Ege Denizi'nde avcılığı yapılan berlam, barbun, çipura, dil balığı, fener, hamsi, kraça istavrit, izmarit, karagöz, kefal, kılıç, kolyoz, kupez, levrek, lahoz, lüfer, mercan, orfoz, palamut, sardalya, sinarit, tekir, tirsi, uskumru ve yazılı orkinos gibi ekonomik türlerin stokları son yıllarda ciddi bir düşüş yaşıyor. Türkiye İstatistik Kurumu (TÜİK) verilerine göre 2013'ten 2021 yılına kadarki av miktarlarının ortalaması ile 2022 yılı av miktarı kıyaslandığında, türlerin çoğunda azalma olduğu görülüyor.

"Uzun yıllar, kontrol olmadan balıkçılık yapmışız ve yıpratmışız"

İstanbul Üniversitesi Su Bilimleri Fakültesi Balıkçılık ve Su Ürünleri İşleme Teknolojisi Bölümü Öğretim Üyesi Doç. Dr. Taner Yıldız, Ege Denizi'ndeki balık stokları üzerinde başta aşırı avcılık olmak üzere birçok baskı unsurunun olduğunu söyledi. Yıldız, "Uzun yıllar, kontrol olmadan balıkçılık yapmışız ve yıpratmışız. Şu anda üzerine iklim değişikliği ve kirlilik baskısı da ekleniyor ama balıkçılık baskısını azaltmadan devam ediyoruz. Mutlaka balıkçılık sezonu ve takvimi yeniden düzenlenmeli, alıcı, satıcı ve balıkların biyolojik istekleri dikkate alınmalı." dedi.
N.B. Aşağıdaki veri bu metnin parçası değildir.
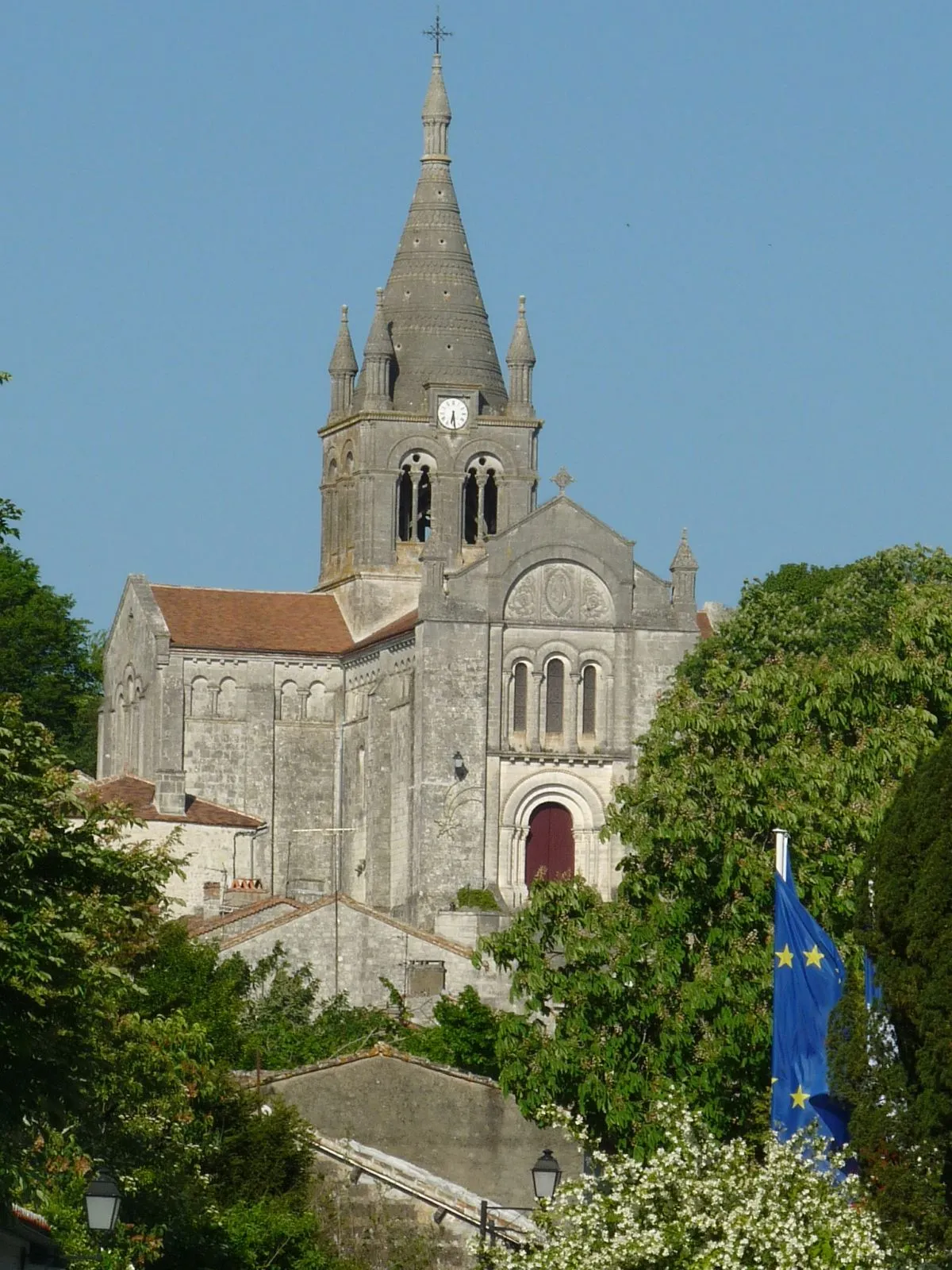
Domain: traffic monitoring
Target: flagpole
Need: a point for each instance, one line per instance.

Ege Denizi'nde küçük ölçekli ve endüstriyel ölçekli balıkçılık yapılıyor

Yıldız, Ege Denizi'nde küçük ölçekli ve endüstriyel ölçekli olmak üzere 2 türde balıkçılık yapıldığını anlattı. Küçük ölçekli teknelerin sayısı daha fazla olsa da avlanma kapasitelerinin ve avlayabildikleri türlerin sayısının daha az olduğuna dikkati çeken Yıldız, trol ve gırgırlarla yapılan endüstriyel balıkçılıkta ise daha büyük tekneler kullanıldığı için fazla miktarda avlanma yapıldığını belirtti.

"Troller daha kıymetli türleri avlıyor"

Yıldız, trollerin daha çok derinlerde yaşayan ve demersal olarak adlandırılan barbun, berlam, göçmen mezgit ve derin su pembe karidesi gibi daha kıymetli türleri avladığını bildirdi. Gırgır ağlarının ise deniz yüzeyine yakın yaşayan sardalya ve papalina gibi küçük pelajik türleri avladığını kaydetti.
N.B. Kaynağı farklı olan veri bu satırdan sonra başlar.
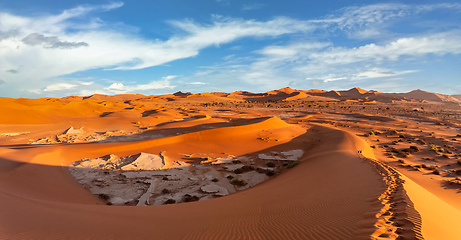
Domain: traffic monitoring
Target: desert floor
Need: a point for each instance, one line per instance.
(229, 166)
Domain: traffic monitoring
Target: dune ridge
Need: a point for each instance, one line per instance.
(352, 164)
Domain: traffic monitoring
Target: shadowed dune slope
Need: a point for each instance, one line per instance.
(331, 194)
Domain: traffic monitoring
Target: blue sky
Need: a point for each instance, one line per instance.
(62, 48)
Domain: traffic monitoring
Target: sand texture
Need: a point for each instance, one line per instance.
(286, 164)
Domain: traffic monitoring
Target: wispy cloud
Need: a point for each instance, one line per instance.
(59, 87)
(46, 47)
(252, 6)
(119, 88)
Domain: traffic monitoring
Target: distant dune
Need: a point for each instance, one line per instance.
(285, 164)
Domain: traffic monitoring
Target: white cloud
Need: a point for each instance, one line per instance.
(252, 6)
(47, 47)
(198, 83)
(119, 88)
(39, 49)
(85, 83)
(59, 87)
"Avlanma boyu ve derinlik limitleri göz ardı ediliyor"

Yıldız, derin sularda yapılan avcılıkta balık miktarıyla ilgili bir kısıtlama olmamasının stoklara zarar verdiğini ifade etti. Avlanma boyu 20 santimetre olduğu halde balıkhanelerde 5-6 santimetre boyunda berlam balıkları gördüğünü söyleyen Yıldız, dipte yaşayanları avlamada kullanılan bir yöntem olan dip trolü baskısının bu balık türü üzerinde yoğun olduğunu kaydetti.

"50 metre kuralının bir an önce getirilmesi gerekiyor"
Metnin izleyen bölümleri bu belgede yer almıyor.